Here's a recent composition of mine in the ragtime tradition - Homage to SJ. No prizes for guessing who SJ is! 

I'll upload the piano score shortly


----------



## Owen David (May 15, 2020)

Here's the piano score...


----------



## NoCoPilot (Nov 9, 2020)

David,

Very nice indeed. The syncopation in the bass line is very reminiscent of Joplin, as I'm sure you intended. The filigrees in the right hand are closer to Joseph Lamb or even James Scott. Also reminds me a bit of this piece:


----------



## NoCoPilot (Nov 9, 2020)

Sorry, I was just editing some Polish music. They list their surname first!


----------



## Owen David (May 15, 2020)

Thanks for the comment and the Pork and Beans link which I really enjoyed. Never knowingly heard that before but I see what you mean about the filigrees. Pork and Beans was very enjoyable but really a bit manic though, do you agree? Seems almost obsessively focussed, in terms of the left hand certainly. With Joplin for most of his work there's a sense of freedom, a feeling the piece might go in any direction. I was trying to capture that feeling a bit in my composition.


----------



## NoCoPilot (Nov 9, 2020)

The MIDI playback really doesn't do it justice.


----------



## Owen David (May 15, 2020)

Amazing but like Scott Joplin is often quoted as saying: some people play ragtime too fast! 

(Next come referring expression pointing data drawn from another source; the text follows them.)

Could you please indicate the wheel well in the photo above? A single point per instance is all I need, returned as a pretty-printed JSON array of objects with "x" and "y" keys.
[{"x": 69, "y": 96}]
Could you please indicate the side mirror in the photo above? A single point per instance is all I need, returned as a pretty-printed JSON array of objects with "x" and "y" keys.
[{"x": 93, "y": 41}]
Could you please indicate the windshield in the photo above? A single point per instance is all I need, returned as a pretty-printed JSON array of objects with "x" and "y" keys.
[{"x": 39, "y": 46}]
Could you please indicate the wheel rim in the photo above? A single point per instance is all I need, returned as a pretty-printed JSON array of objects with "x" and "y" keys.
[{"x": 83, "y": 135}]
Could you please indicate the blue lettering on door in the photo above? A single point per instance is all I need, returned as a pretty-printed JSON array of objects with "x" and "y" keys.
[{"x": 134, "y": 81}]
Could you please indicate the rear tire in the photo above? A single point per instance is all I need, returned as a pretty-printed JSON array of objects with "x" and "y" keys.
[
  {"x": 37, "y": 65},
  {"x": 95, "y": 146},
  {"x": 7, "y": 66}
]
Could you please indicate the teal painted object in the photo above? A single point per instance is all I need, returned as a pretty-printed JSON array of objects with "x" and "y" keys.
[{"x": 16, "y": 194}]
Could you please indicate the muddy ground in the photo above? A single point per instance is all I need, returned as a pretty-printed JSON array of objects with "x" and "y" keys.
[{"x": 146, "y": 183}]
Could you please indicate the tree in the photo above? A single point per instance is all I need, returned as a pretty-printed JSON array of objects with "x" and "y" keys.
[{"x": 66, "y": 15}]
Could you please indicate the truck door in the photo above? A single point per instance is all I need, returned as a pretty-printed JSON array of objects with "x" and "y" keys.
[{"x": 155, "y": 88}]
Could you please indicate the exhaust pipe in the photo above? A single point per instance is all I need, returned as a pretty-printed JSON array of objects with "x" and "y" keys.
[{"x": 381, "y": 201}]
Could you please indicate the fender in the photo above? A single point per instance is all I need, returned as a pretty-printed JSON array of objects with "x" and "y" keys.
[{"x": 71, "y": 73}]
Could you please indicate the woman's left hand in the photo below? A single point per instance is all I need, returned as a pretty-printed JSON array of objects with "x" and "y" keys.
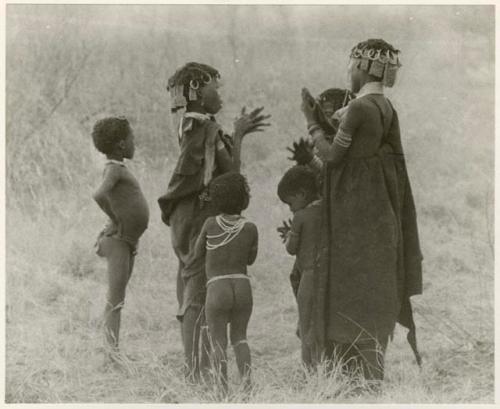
[{"x": 252, "y": 122}]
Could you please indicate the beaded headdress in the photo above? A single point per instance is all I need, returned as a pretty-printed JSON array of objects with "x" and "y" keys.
[
  {"x": 186, "y": 81},
  {"x": 378, "y": 59}
]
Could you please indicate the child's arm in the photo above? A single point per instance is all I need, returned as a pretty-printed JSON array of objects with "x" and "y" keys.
[
  {"x": 101, "y": 196},
  {"x": 293, "y": 237},
  {"x": 252, "y": 254},
  {"x": 200, "y": 247},
  {"x": 245, "y": 124}
]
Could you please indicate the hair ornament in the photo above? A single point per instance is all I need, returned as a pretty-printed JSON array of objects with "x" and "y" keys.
[
  {"x": 207, "y": 78},
  {"x": 379, "y": 59}
]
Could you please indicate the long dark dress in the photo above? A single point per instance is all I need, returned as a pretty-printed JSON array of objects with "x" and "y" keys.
[{"x": 369, "y": 262}]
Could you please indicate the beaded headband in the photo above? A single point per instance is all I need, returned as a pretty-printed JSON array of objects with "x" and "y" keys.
[
  {"x": 178, "y": 100},
  {"x": 382, "y": 64}
]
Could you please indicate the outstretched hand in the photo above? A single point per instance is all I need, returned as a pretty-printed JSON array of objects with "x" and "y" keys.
[
  {"x": 308, "y": 105},
  {"x": 252, "y": 122},
  {"x": 302, "y": 151},
  {"x": 283, "y": 230}
]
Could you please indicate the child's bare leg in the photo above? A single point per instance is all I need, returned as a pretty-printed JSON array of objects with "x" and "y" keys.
[
  {"x": 218, "y": 334},
  {"x": 239, "y": 322},
  {"x": 217, "y": 309},
  {"x": 190, "y": 328},
  {"x": 119, "y": 270},
  {"x": 205, "y": 348}
]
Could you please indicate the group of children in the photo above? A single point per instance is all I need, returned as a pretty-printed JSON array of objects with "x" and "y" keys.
[{"x": 213, "y": 242}]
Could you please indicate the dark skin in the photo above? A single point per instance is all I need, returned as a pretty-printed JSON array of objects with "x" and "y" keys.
[
  {"x": 124, "y": 149},
  {"x": 334, "y": 152},
  {"x": 232, "y": 258},
  {"x": 117, "y": 252},
  {"x": 209, "y": 102}
]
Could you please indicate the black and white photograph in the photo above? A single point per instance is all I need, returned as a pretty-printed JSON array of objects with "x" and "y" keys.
[{"x": 249, "y": 203}]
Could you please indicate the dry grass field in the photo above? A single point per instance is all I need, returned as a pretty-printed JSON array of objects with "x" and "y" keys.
[{"x": 68, "y": 66}]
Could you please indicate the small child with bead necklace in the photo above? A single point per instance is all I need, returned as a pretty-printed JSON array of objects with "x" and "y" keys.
[
  {"x": 229, "y": 243},
  {"x": 121, "y": 199},
  {"x": 298, "y": 189}
]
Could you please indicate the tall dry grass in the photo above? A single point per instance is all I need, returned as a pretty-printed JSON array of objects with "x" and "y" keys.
[{"x": 70, "y": 65}]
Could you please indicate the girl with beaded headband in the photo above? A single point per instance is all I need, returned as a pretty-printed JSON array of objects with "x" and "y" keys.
[
  {"x": 369, "y": 262},
  {"x": 205, "y": 152}
]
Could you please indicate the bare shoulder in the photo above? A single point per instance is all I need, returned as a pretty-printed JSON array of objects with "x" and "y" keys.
[
  {"x": 359, "y": 105},
  {"x": 250, "y": 227}
]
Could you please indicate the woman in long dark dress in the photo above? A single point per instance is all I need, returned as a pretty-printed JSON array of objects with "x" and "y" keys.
[{"x": 369, "y": 260}]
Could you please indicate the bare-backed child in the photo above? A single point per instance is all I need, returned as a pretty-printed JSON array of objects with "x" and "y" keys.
[
  {"x": 229, "y": 242},
  {"x": 121, "y": 199},
  {"x": 298, "y": 189}
]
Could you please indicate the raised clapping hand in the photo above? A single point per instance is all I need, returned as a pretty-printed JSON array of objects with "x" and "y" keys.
[
  {"x": 308, "y": 106},
  {"x": 302, "y": 151},
  {"x": 283, "y": 230},
  {"x": 252, "y": 122}
]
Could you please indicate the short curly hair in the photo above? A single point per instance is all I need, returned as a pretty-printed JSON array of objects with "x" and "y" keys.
[
  {"x": 229, "y": 193},
  {"x": 192, "y": 71},
  {"x": 296, "y": 179},
  {"x": 376, "y": 44},
  {"x": 108, "y": 132}
]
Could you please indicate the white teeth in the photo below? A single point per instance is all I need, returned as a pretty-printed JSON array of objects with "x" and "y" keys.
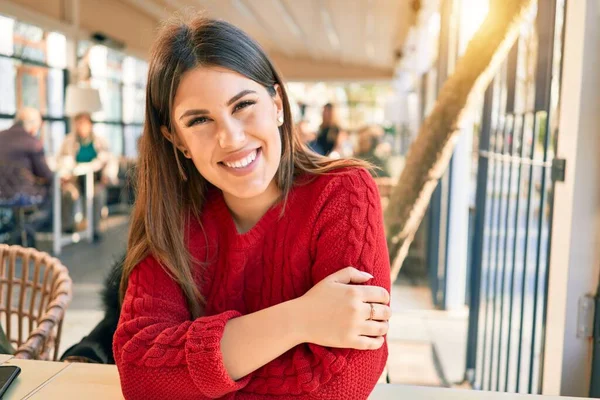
[{"x": 244, "y": 162}]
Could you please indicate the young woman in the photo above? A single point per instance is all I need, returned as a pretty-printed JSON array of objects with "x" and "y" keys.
[{"x": 237, "y": 281}]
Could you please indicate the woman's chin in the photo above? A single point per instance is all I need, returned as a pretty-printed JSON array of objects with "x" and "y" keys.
[{"x": 251, "y": 191}]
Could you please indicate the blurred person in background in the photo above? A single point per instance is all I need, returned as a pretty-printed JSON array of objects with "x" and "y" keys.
[
  {"x": 372, "y": 149},
  {"x": 24, "y": 174},
  {"x": 328, "y": 138},
  {"x": 83, "y": 146},
  {"x": 307, "y": 136}
]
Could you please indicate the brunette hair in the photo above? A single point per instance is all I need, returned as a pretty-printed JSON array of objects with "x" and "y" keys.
[{"x": 169, "y": 187}]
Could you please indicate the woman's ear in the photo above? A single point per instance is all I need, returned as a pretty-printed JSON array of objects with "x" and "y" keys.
[
  {"x": 278, "y": 99},
  {"x": 175, "y": 140}
]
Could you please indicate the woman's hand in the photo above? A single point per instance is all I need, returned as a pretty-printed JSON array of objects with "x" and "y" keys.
[{"x": 337, "y": 312}]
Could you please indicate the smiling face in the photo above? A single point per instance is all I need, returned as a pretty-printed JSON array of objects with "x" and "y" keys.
[{"x": 227, "y": 125}]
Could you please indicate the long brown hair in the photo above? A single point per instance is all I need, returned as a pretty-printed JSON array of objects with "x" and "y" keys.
[{"x": 169, "y": 187}]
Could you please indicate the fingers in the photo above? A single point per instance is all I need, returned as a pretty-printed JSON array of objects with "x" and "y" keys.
[
  {"x": 350, "y": 275},
  {"x": 369, "y": 343},
  {"x": 380, "y": 312},
  {"x": 373, "y": 294},
  {"x": 374, "y": 328}
]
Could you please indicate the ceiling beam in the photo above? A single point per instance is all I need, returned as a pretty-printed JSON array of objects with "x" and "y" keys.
[
  {"x": 149, "y": 7},
  {"x": 306, "y": 69}
]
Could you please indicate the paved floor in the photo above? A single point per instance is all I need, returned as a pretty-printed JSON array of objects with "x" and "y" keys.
[{"x": 427, "y": 347}]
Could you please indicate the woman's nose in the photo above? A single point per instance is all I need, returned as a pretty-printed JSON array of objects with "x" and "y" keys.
[{"x": 231, "y": 134}]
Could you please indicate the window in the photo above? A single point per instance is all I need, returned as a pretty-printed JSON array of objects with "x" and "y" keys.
[
  {"x": 121, "y": 81},
  {"x": 32, "y": 63}
]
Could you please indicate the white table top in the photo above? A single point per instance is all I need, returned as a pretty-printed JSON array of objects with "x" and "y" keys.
[{"x": 61, "y": 381}]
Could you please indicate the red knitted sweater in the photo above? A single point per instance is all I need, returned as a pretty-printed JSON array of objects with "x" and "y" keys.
[{"x": 330, "y": 222}]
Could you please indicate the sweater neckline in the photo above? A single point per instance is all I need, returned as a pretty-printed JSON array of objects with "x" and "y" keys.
[{"x": 250, "y": 238}]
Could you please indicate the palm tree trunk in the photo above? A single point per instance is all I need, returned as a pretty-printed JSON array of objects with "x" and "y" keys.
[{"x": 432, "y": 149}]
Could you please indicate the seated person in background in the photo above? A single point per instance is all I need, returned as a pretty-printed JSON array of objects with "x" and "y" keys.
[
  {"x": 327, "y": 138},
  {"x": 370, "y": 149},
  {"x": 83, "y": 146},
  {"x": 24, "y": 175}
]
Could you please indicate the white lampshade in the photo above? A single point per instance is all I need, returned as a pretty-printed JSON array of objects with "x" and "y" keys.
[{"x": 82, "y": 100}]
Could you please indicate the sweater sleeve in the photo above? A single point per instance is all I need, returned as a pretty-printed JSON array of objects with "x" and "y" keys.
[
  {"x": 159, "y": 351},
  {"x": 348, "y": 232}
]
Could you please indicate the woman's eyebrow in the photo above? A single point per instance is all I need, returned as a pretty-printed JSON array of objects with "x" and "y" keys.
[
  {"x": 189, "y": 113},
  {"x": 239, "y": 96},
  {"x": 235, "y": 98}
]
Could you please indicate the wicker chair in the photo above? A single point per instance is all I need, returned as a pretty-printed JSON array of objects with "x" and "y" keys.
[{"x": 35, "y": 290}]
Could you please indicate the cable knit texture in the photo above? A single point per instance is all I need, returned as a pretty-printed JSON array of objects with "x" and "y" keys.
[{"x": 330, "y": 222}]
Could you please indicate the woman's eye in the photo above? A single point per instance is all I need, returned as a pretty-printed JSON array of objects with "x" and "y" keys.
[
  {"x": 243, "y": 104},
  {"x": 197, "y": 121}
]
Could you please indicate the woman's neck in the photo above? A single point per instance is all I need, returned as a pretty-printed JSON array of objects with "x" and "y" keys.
[{"x": 247, "y": 212}]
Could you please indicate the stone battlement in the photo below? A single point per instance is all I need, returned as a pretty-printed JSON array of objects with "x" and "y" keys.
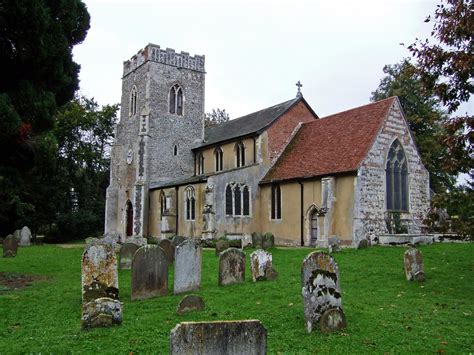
[{"x": 167, "y": 56}]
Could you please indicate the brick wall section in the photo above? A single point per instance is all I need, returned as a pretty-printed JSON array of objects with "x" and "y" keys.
[
  {"x": 280, "y": 132},
  {"x": 370, "y": 208}
]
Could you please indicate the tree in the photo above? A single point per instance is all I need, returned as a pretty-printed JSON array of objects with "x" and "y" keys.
[
  {"x": 37, "y": 75},
  {"x": 424, "y": 116},
  {"x": 215, "y": 118}
]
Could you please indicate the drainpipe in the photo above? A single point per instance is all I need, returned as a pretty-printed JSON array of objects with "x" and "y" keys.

I prefer it at a slower pace myself so you can really hear all the clever articulation of the chords and runs.


----------



## NoCoPilot (Nov 9, 2020)

Like this?


----------



## mbhaub (Dec 2, 2016)

Owen David said:


> Here's a recent composition of mine in the ragtime tradition - Homage to SJ. No prizes for guessing who SJ is!
> 
> I'll upload the piano score shortly


Very nice indeed! I like it - I can imagine it being scored for a ragtime ensemble or brass band! Keep writing.


----------



## Owen David (May 15, 2020)

Thanks mbhaub! Much appreciated.


----------



## Owen David (May 15, 2020)

I think the slower pace definitely suits that whistful, haunting piece. Maybe a little quicker for most Joplin!


----------



## Owen David (May 15, 2020)

Owen David said:


> I think the slower pace definitely suits that whistful, haunting piece. Maybe a little quicker for most Joplin!


That was replying to NoCoPilot at #8.


----------



## NoCoPilot (Nov 9, 2020)

Owen David said:


> Maybe a little quicker for most Joplin!


Not ALL Joplin though.


----------